Recorded: 29 Apr 2005
Well, it was everyday. I think it was 4 o’clock when we had tea. Well, in fact—as I remember it wasn’t hot tea. It was half lemonade and half tea. And we sit around drinking tea—he brought that from England except there they probably have hot tea. We would sit—everyday, whatever anybody was doing they would make sure that their experiment was at a stopping point so you could go have tea at 4 o’clock and talk about whatever was going on. So it might be—somebody had been to a meeting or been away and heard something new and they would bring it up. Or it might be somebody talking about what they were doing with their own work. Or it might be some movie they saw. I mean the topic—it might be some political thing. It was just a very exciting time to sit there and listen and participate.
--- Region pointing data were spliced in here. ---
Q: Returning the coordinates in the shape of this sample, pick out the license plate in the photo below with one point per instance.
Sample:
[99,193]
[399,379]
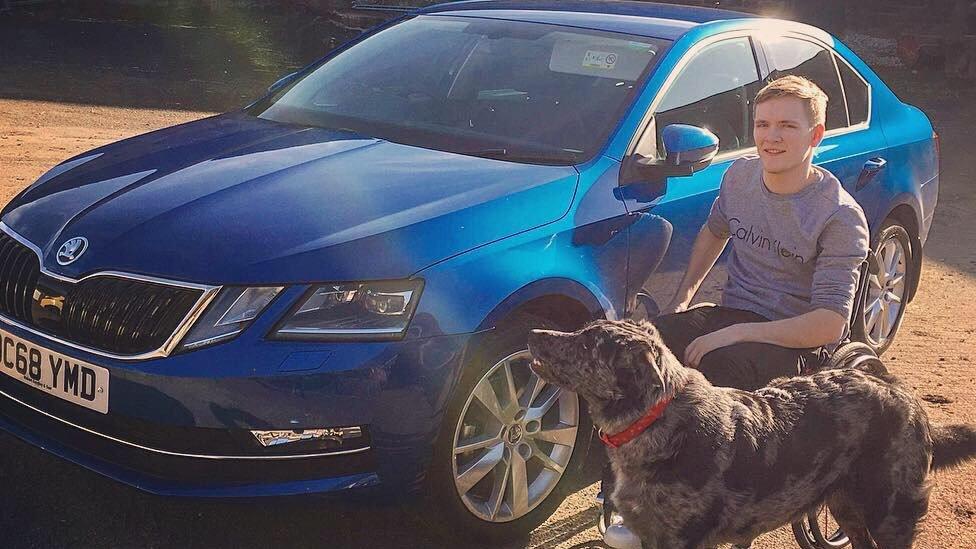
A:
[55,374]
The other thing I remember is the group seminars. They’re kind of—I put these all together in my head because they were the things that were part of the atmosphere of what we were doing as graduate students. People had to present their work for the Watson/Gilbert group. They said sort of informal things that were in progress but people were really, really scared when they had to do it because people asked very hard questions. Jim would sit there and say, “How many times did you do that experiment?”
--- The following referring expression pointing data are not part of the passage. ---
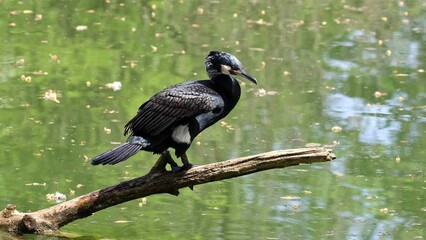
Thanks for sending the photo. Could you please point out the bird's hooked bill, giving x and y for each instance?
(248, 76)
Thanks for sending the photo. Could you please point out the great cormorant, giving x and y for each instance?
(173, 117)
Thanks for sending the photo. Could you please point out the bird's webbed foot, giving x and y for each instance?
(175, 167)
(186, 164)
But it made people critical of their own results and mutually critical in a supportive way of each other’s results. If you had given a seminar in front of the Watson/Gilbert group and survived, you could give a seminar anywhere so it also developed people’s confidence.
There was a very much an atmosphere of people being critical of each other in a supportive way. But you had to be sure about what you were doing and what you were saying and what your results are.
Ann Burgess is the Director Emeritus of the Biology Core Curriculum. She earned her B.S. in chemistry from UW-Madison and her Ph.D. in biochemistry and molecular biology from Harvard University. She was a Senior Lecturer at the University of Wisconsin-Madison from 1987 to 2002.
Biology Core Curriculum is four semester intercollege honors program that provides a broad and integrated background for students interested in any field of biological science. She is interested in undergraduate science education with a particular accent on laboratory and filed experiences that absorb students in process of science.
Ann Burgess is running in several UW-Madison and national efforts to advance science education, including the BioQUEST Consortium and the National Institute of Science Education's College Level One team.